Nein, das wäre ja noch schöner.
Freilich wissen wir das nicht erst seit Mittwoch. Da hat das
Bundesverwaltungsgericht sein Grundsatzurteil zur erfolglosen Klage des
Kirchensteuer-Rebells Hartmut Zapp verkündet: Wer in einer deutschen
Amtsstube seinen Austritt aus der katholischen Kirche erklärt, ist
draußen.
Und das in Echt: Exkommuniziert, kein Sakramentenempfang, kein
Priester bei der Beerdigung. Freifahrschein in das, was man mit Verdammnis
umschreibt.
Wer also austritt, ist exkommuniziert und von allen Sakramenten und
Segnungen der katholischen Kirche ausgeschlossen - so die
Rechtsauffassung der katholischen Bischöfe in Deutschland bis vor zwei
Tagen.
Allerdings hatte schon 2006 niemand Geringerer als der Vatikan
geurteilt, dass dieser
deutsche Sonderweg irrig sei: Ein vor staatlicher Stelle erklärter
Austritt reiche nicht für eine Exkommunikation und damit die Aberkennung
aller kirchlichen Rechte aus.
Aha! Wenn der Schritt keine Exkommunizierung zur Folge hat -
gibt es ihn dann doch - den Kirchenaustritt light?
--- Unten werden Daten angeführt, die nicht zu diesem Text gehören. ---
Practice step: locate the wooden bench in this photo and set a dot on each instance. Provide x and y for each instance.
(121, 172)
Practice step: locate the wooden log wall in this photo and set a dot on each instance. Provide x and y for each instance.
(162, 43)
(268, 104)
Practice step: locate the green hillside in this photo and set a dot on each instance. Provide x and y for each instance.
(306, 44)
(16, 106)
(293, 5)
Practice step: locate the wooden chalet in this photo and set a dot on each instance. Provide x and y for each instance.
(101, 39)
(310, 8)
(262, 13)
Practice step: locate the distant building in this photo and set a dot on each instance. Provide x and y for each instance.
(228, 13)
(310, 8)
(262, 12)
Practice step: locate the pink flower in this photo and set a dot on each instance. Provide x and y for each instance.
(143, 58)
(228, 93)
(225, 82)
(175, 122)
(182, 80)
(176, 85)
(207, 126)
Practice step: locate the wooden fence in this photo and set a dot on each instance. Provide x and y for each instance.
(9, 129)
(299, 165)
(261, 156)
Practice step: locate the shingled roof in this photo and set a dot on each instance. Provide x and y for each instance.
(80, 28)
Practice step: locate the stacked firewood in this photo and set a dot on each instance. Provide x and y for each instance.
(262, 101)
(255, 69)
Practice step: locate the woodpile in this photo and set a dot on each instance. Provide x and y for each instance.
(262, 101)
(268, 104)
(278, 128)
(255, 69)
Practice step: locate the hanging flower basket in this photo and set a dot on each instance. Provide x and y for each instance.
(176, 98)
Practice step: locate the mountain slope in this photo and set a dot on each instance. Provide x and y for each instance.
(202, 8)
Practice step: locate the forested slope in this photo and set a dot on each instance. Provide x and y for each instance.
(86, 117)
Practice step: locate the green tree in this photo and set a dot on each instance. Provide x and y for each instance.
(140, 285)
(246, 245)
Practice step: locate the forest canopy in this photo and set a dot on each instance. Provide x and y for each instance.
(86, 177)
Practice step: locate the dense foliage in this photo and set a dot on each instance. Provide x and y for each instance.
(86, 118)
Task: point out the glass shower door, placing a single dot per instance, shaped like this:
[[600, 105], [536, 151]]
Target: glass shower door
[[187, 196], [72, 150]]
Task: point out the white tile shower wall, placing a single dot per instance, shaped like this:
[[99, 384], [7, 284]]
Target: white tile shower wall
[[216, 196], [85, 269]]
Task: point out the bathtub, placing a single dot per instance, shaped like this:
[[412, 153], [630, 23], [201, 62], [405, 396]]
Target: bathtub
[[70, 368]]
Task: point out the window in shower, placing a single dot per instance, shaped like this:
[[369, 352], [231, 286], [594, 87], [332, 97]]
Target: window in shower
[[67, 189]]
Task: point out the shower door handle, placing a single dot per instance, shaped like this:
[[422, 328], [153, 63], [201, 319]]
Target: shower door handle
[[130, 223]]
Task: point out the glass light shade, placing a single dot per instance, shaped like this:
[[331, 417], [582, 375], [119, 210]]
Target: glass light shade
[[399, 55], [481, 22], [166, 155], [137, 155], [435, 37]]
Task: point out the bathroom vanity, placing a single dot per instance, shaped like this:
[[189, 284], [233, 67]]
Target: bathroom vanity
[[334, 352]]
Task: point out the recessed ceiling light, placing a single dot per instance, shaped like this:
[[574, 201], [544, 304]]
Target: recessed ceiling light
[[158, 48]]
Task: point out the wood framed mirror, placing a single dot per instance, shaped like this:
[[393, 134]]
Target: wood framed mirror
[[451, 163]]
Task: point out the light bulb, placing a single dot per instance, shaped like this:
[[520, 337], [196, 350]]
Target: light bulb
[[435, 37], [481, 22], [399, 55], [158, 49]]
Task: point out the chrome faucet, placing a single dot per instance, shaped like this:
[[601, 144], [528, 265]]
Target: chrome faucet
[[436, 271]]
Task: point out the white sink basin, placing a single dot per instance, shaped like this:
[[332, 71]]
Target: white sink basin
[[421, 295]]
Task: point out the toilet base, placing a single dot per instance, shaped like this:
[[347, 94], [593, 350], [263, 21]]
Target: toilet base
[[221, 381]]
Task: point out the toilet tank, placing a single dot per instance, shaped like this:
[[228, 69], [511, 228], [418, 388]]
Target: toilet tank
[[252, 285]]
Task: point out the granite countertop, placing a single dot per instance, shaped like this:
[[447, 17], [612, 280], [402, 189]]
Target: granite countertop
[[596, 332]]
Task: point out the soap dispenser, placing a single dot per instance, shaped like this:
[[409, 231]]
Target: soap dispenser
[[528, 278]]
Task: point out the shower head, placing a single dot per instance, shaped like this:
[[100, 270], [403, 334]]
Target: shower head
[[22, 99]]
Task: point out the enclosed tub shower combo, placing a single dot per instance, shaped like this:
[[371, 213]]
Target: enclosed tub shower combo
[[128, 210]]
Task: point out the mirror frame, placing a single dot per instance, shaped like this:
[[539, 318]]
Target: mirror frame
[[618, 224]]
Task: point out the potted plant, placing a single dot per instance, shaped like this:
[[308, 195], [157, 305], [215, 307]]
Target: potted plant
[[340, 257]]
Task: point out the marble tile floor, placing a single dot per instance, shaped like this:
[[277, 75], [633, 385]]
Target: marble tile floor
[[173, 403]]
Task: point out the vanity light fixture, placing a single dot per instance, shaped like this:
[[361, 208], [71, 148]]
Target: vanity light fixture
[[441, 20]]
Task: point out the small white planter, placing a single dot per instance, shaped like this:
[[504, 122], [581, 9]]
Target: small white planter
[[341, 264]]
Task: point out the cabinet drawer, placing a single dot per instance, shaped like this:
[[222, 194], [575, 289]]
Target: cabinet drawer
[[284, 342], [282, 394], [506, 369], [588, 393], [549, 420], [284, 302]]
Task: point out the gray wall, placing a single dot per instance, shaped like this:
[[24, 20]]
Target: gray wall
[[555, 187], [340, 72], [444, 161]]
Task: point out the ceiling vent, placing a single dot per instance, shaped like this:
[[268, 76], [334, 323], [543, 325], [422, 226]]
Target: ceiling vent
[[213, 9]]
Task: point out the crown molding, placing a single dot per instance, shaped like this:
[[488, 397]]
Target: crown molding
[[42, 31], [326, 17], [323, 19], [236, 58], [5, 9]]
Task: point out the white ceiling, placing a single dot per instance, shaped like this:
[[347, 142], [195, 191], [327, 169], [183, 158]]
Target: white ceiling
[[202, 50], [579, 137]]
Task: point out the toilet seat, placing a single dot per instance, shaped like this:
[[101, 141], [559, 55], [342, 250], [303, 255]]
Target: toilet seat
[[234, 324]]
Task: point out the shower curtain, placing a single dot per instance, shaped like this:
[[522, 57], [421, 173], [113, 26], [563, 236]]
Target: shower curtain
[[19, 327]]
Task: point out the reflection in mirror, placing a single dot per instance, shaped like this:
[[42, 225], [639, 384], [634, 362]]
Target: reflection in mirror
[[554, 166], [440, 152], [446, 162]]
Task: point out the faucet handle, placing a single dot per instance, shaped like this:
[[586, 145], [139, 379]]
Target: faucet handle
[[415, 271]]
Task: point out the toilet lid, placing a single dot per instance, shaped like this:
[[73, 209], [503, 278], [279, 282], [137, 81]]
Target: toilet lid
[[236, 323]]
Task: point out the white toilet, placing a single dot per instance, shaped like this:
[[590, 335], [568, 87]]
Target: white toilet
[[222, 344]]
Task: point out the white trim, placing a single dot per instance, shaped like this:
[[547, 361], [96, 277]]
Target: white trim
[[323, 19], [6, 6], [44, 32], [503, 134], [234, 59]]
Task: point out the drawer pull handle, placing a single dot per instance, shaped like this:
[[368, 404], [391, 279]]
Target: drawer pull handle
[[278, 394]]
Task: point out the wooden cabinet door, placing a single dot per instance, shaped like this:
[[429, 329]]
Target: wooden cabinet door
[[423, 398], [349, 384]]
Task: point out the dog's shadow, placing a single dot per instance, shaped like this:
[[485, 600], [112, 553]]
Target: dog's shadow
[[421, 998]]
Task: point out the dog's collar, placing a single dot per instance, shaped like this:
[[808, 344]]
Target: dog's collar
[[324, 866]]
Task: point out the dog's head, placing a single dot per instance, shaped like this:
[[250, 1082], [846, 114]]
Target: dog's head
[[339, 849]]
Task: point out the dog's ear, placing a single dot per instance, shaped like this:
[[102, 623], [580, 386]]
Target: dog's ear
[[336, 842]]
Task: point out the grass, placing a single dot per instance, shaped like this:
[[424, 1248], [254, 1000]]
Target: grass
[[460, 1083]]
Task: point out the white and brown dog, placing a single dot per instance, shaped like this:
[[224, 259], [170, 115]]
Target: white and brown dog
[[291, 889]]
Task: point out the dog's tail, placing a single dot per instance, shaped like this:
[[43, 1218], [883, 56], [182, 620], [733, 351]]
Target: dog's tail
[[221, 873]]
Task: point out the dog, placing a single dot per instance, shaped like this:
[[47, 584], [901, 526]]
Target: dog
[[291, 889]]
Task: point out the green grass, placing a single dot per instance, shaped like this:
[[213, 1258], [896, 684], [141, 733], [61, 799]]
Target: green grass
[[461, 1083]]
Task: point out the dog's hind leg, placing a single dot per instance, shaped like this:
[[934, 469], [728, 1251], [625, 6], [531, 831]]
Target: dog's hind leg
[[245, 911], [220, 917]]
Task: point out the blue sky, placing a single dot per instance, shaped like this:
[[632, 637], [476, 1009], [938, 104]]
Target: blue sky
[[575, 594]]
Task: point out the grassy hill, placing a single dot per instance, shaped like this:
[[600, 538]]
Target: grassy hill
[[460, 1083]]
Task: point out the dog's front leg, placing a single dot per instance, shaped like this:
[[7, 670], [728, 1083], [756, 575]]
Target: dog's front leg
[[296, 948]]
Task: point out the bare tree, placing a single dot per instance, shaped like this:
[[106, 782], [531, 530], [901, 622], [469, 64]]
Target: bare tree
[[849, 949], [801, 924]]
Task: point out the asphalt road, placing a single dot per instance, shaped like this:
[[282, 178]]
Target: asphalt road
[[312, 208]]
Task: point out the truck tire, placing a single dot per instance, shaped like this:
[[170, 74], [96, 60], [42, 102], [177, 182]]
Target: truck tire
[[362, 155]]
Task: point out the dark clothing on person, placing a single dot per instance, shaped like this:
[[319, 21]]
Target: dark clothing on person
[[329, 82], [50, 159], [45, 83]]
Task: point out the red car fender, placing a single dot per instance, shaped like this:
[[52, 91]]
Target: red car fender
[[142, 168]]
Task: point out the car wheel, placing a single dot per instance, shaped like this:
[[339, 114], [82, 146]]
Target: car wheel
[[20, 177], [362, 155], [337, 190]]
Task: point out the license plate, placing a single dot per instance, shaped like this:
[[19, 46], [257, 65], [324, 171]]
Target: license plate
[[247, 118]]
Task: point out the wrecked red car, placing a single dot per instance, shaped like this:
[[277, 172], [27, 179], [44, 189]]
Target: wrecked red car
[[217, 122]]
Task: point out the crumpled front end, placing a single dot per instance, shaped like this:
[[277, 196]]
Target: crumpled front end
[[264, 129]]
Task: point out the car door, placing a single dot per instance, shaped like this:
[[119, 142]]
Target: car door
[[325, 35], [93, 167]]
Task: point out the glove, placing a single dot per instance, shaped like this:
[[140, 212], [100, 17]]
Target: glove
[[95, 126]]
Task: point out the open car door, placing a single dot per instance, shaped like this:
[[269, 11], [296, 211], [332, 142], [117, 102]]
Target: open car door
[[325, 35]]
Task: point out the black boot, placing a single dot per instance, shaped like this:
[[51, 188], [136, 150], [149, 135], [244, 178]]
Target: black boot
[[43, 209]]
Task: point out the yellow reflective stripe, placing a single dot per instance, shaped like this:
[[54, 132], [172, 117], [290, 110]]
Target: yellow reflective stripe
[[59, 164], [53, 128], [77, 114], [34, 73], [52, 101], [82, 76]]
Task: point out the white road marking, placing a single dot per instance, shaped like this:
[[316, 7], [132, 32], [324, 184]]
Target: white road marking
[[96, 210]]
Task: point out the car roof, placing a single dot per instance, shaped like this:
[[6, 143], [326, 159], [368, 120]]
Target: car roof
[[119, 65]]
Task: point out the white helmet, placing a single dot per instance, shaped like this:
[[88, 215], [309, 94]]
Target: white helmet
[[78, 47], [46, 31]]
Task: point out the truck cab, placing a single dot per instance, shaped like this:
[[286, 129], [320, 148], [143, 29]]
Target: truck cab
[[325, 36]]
Das nun nicht gerade. Die deutsche Bischofskonferenz besserte - sechs
Jahre nach den Beanstandungen durch den Vatikan und wenige Tage vor der
Urteilsverkündung des Bundesverwaltungsgerichts - die
Rechtsvorschriften endlich nach und bekam für die Neufassung, die am
Mittwoch in Kraft trat, den Segen Roms. Danach ist der
Ausgetretene zwar keineswegs exkommuniziert, aber aller Mitgliedsrechte in
der Kirche verlustig.
Was heißt das? Ist das nicht dasselbe in Grün?
Nein, im theologisch-wissenschaftlichen Sinne könnte der verlorene Sohn durchaus noch Sakramente
empfangen, aber im wirklichen Leben nicht, denn er kriegt keine. Der Priester darf sie
ihm auch nach der rechtlichen Neufassung nicht gewähren - weder das Sakrament der Buße (Beichte,
Absolution), noch die
Eucharistie, noch die Firmung. Lediglich bei der Krankensalbung hat der
Priester einen kleinen Spielraum: Ist das verlorene Schaf in
Todesgefahr, darf der Geistliche die Krankensalbung spenden, die früher
"Letzte Ölung" hieß.
Auch wenn nicht auf Anhieb erkennbar ist, worin Unterschiede zu früher
bestehen, verspricht das nach Intervention des Vatikans neu gefasste
Kirchengesetz, das seit Mittwoch gilt, eine etwas "leicht barmherzigere"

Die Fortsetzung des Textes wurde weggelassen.